Denn der türkische Sultan sorgt weiter für Unsicherheit – in der Nato und on the ground, etwa in Griechenland. Auch dort hat sich die Lage nicht entspannt, im Gegenteil: Der griechische Luftraum wird von der Türkei sogar noch öfter verletzt als der schwedische von Russland…
Art Vanderley
19. Mai 2022 @ 20:44
Ist das wirklich entscheidend, ob Finnland oder Schweden in der NATO sind?
Ein Angriff wäre der dritte WK, auch ohne Mitgliedschaft der beiden Länder, darüber sind sich (hoffentlich) alle Beteiligten klar.
Aus Sicht der beiden Länder ist der Wunsch verständlich, daran ist Putin selber schuld und das weiß er auch, mit Sicherheit war diese Entwicklung keine Überraschung für ihn.
Am Konflikt, der hinter der jetzigen Krise steckt, hat die NATO allerdings fleißig mitgewirkt.
ebo
19. Mai 2022 @ 21:06
Nein, entscheidend ist, wie die Nato mit ihrem inneren Schweinehund umgeht, vor allem als Werteunion 😉
Art Vanderley
20. Mai 2022 @ 20:22
Da wird noch eine Zeitlang viel gezetert und geschrien werden und dann wird plötzlich, still und heimlich, akzeptiert werden, daß man selber Fehler gemacht hat, und sei es nur hinter verschlossenen Türen.
Alexander
19. Mai 2022 @ 22:27
@Art Vanderley: Ich finde das Video gerade nicht, aber wenn ich das nicht geträumt habe, dann sagte Klaus von Dohnanyi tatsächlich, dass der Bundeskanzler Helmut Schmidt ihm einst mitgeteilt hat, dass er (Schmidt) die BRD im Falle eines Kriegsausbruchs sofort für neutral erklären würde! (Ich hatte an der Stelle Probleme mit meiner Kinnlade)
Genauso gab es immer Zweifel, ob die USA im Ernstfall wirklich bereit sind, ihr Land für Europa zu opfern oder spätestens nach einer Eskalation bis hin zu einer nuklearen Verwünstung Europas zu einer eiligen diplomatischen Lösung greifen würden.
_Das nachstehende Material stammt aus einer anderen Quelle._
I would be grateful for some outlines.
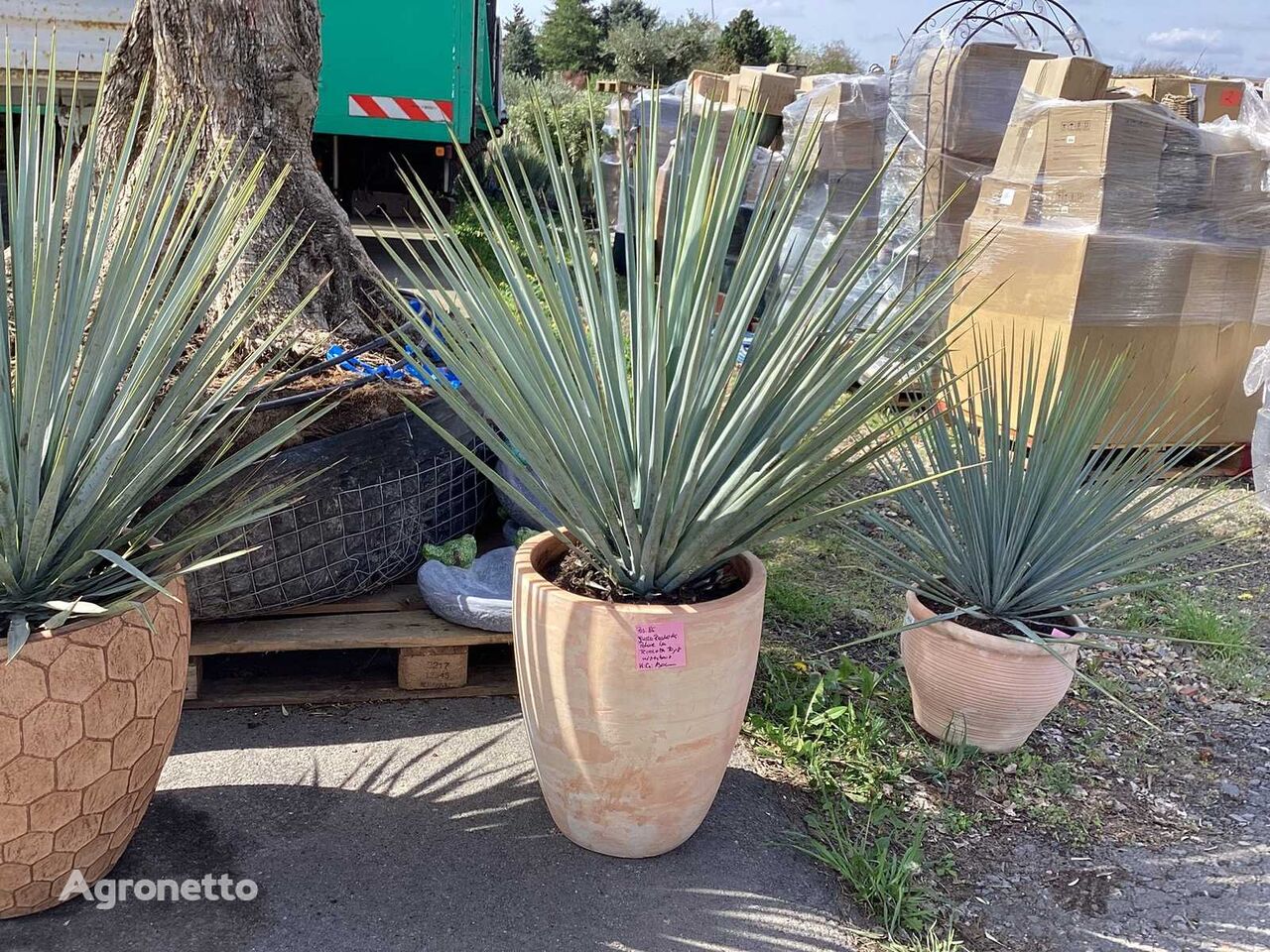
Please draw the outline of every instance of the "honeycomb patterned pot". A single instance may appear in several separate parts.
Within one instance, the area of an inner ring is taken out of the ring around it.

Von daher spielt es auf dem geopolitischen Schachbrett schon eine Rolle, wer zumindest angibt, für ein anderes Land die eigene Zerstörung zu riskieren!
Art Vanderley
20. Mai 2022 @ 20:32
QAlexander
“Kinnlade” , wär mir wohl auch verrutscht, ob er auch so gehandelt hätte, wer weiß.
Ein Gespenst geht (erneut) um in Europa, der begrenzbare Atomkrieg.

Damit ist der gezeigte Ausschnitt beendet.